On Fri, Nov 6, 2020 at 6:50 AM JellePiepenbrock [email protected] wrote:
The following piece of code is causing the CUDA extension to not be compiled:
In my case, CUDA_HOME is indeed None, so this piece is skipped:
if torch.cuda.is_available() and CUDA_HOME is not None: extension = CUDAExtension( name = 'satnet._cuda', include_dirs = ['./src'], sources = [ 'src/satnet.cpp', 'src/satnet_cuda.cu', ], extra_compile_args = { 'cxx': ['-DMIX_USE_GPU', '-g'], 'nvcc': ['-g', '-restrict', '-maxrregcount', '32', '-lineinfo', '-Xptxas=-v'] } ) ext_modules.append(extension)
Now, I think this is because the conda / pip version of cudatoolkit is not the entire toolkit, only the parts needed for standard use of PyTorch/TF. The extra compile arguments for nvcc for example will cause an error too, because nvcc is not in the Conda version of cudatoolkit.

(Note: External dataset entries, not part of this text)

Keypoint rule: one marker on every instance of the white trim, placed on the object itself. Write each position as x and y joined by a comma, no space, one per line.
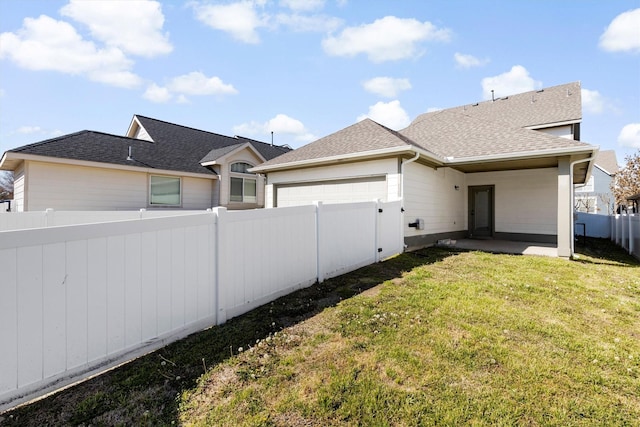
220,160
365,155
554,124
48,159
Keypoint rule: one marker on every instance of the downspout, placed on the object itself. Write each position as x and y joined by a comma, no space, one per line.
571,205
402,164
405,162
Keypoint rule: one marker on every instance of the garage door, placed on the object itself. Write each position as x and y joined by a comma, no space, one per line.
339,191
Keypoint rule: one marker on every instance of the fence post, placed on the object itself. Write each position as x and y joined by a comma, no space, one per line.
319,243
219,262
49,217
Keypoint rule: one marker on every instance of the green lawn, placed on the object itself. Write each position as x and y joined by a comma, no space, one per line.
434,337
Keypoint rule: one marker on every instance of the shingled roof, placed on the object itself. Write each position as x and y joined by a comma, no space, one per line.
553,105
174,147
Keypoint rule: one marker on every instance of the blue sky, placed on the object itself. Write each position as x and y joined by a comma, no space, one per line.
307,68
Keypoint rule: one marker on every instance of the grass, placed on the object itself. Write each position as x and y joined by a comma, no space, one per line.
434,337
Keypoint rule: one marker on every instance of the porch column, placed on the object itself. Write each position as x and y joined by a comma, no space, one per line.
565,208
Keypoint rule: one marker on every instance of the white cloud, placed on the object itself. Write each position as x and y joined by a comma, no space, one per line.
386,39
630,136
592,101
303,5
623,33
239,19
44,43
194,84
469,61
386,86
155,93
308,23
136,30
515,81
28,130
280,124
389,114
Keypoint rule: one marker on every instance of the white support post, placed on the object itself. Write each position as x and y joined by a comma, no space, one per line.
49,217
218,263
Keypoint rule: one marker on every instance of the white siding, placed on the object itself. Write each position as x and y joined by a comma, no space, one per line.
69,187
197,193
319,179
561,131
431,194
245,156
526,201
18,189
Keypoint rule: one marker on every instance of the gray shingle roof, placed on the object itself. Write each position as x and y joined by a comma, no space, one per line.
483,129
174,147
450,133
363,136
607,160
557,104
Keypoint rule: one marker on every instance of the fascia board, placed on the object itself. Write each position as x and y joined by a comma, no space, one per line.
366,155
222,158
100,165
522,155
554,124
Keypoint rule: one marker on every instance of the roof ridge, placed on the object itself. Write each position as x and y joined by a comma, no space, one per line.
183,126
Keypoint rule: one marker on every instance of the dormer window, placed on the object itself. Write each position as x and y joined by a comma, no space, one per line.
243,184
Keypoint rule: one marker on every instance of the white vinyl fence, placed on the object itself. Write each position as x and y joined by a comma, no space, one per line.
592,225
622,229
52,218
77,299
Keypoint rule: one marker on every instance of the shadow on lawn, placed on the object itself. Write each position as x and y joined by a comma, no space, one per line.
147,390
603,251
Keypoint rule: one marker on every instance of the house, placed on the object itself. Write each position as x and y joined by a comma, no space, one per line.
501,169
156,165
595,195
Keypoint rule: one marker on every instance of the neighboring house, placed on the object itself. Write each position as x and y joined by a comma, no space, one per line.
156,165
496,169
595,195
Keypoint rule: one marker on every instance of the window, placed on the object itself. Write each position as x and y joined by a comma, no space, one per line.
243,189
164,190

@xflash96 https://github.com/xflash96 , could you confirm you are not using a conda or pip (or similar) install of cudatoolkit?
— You are receiving this because you were mentioned. Reply to this email directly, view it on GitHub https://github.com/locuslab/SATNet/issues/9#issuecomment-723039807, or unsubscribe https://github.com/notifications/unsubscribe-auth/AAGNNENDKYUXH6RDIIS7GFDSOPPIBANCNFSM4TFHW7YQ .
Confirmed. NVCC is required for custom CUDA extensions, and the "maxrrregcount" flag is also needed to work on Colab. For NVCC, it can be installed via $conda install -c conda-forge cudatoolkit-dev I've added the instruction on the README.md. (BTW, I've also updated the APIs to match with pytorch:1.7.0).